In a typical operation, you run the gpexpand utility four times with different options during the complete expansion process.

  1. To create an expansion input file:

    1. gpexpand -f hosts_file
  2. To initialize segments and create the expansion schema:

    1. gpexpand -i input_file -D database_name

    gpexpand creates a data directory, copies user tables from all existing databases on the new segments, and captures metadata for each table in an expansion schema for status tracking. After this process completes, the expansion operation is committed and irrevocable.

  3. To redistribute tables:

    1. gpexpand -d duration

    At initialization, gpexpand nullifies hash distribution policies on tables in all existing databases, except for parent tables of a partitioned table, and sets the distribution policy for all tables to random distribution.
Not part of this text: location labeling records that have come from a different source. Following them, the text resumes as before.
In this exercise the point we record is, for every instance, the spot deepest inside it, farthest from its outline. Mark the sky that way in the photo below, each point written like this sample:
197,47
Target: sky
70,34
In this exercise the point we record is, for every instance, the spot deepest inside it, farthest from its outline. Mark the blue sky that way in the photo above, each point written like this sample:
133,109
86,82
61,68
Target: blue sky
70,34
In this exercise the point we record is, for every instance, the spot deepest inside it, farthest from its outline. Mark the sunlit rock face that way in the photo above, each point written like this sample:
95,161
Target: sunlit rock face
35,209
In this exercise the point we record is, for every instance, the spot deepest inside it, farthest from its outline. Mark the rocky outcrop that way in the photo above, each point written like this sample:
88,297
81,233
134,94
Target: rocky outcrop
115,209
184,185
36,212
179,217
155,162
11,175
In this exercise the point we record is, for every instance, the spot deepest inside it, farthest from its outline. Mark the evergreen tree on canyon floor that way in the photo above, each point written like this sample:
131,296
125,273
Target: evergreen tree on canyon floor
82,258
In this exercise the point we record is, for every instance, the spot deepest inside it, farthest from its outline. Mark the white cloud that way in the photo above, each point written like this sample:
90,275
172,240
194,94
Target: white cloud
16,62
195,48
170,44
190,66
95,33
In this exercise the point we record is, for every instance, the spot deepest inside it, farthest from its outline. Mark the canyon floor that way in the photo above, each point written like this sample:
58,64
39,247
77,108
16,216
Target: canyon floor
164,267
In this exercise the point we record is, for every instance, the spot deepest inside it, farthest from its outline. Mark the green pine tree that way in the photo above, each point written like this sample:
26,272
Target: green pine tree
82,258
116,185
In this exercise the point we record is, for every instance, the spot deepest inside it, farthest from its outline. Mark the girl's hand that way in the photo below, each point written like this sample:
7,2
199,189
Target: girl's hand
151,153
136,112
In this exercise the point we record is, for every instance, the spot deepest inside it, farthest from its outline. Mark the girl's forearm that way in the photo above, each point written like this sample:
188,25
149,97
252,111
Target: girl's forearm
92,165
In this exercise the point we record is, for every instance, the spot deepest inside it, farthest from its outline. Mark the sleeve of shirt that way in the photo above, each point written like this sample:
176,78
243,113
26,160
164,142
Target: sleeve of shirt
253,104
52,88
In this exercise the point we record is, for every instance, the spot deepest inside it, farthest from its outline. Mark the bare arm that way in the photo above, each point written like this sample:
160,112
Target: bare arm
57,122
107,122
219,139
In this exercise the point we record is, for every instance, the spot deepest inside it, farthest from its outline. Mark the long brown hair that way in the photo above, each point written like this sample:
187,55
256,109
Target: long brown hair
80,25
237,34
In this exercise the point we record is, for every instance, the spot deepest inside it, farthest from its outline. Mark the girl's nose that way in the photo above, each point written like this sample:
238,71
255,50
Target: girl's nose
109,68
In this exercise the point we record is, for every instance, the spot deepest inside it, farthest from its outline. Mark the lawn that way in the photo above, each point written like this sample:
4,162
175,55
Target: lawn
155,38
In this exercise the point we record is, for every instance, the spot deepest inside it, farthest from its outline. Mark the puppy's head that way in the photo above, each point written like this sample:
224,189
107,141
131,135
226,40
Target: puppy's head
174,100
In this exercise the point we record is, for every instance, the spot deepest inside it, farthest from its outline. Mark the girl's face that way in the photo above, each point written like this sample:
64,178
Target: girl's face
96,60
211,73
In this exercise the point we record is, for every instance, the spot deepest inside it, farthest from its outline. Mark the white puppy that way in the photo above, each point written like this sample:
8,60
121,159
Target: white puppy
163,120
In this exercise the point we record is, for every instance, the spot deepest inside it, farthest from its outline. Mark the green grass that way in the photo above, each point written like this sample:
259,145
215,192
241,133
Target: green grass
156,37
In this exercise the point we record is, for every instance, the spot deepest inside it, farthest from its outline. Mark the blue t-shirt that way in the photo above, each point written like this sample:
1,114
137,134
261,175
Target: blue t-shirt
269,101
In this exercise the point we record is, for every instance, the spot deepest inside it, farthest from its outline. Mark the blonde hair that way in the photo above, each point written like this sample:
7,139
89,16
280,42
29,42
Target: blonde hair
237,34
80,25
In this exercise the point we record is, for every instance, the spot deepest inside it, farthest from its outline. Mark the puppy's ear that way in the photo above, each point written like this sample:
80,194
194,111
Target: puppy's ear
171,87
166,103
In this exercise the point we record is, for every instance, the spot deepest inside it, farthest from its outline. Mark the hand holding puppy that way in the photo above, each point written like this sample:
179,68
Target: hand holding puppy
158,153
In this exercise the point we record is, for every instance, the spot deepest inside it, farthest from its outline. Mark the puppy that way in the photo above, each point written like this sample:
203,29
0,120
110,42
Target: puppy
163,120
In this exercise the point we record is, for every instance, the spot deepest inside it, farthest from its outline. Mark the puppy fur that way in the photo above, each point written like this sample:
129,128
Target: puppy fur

    To complete system expansion, you must run gpexpand to redistribute data tables across the newly added segments. Depending on the size and scale of your system, redistribution can be accomplished in a single session during low-use hours, or you can divide the process into batches over an extended period. Each table or partition is unavailable for read or write operations during redistribution. As each table is redistributed across the new segments, database performance should incrementally improve until it exceeds pre-expansion performance levels.

    You may need to run gpexpand several times to complete the expansion in large-scale systems that require multiple redistribution sessions. gpexpand can benefit from explicit table redistribution ranking; see Planning Table Redistribution.

    Users can access Greenplum Database after initialization completes and the system is back online, but they may experience performance degradation on systems that rely heavily on hash distribution of tables. Normal operations such as ETL jobs, user queries, and reporting can continue, though users might experience slower response times.

    When a table has a random distribution policy, Greenplum Database cannot enforce unique constraints (such as PRIMARY KEY). This can affect your ETL and loading processes until table redistribution completes because duplicate rows do not issue a constraint violation error.

  4. To remove the expansion schema:

    1. gpexpand -c

For information about the gpexpand utility and the other utilities that are used for system expansion, see the Greenplum Database Utility Guide.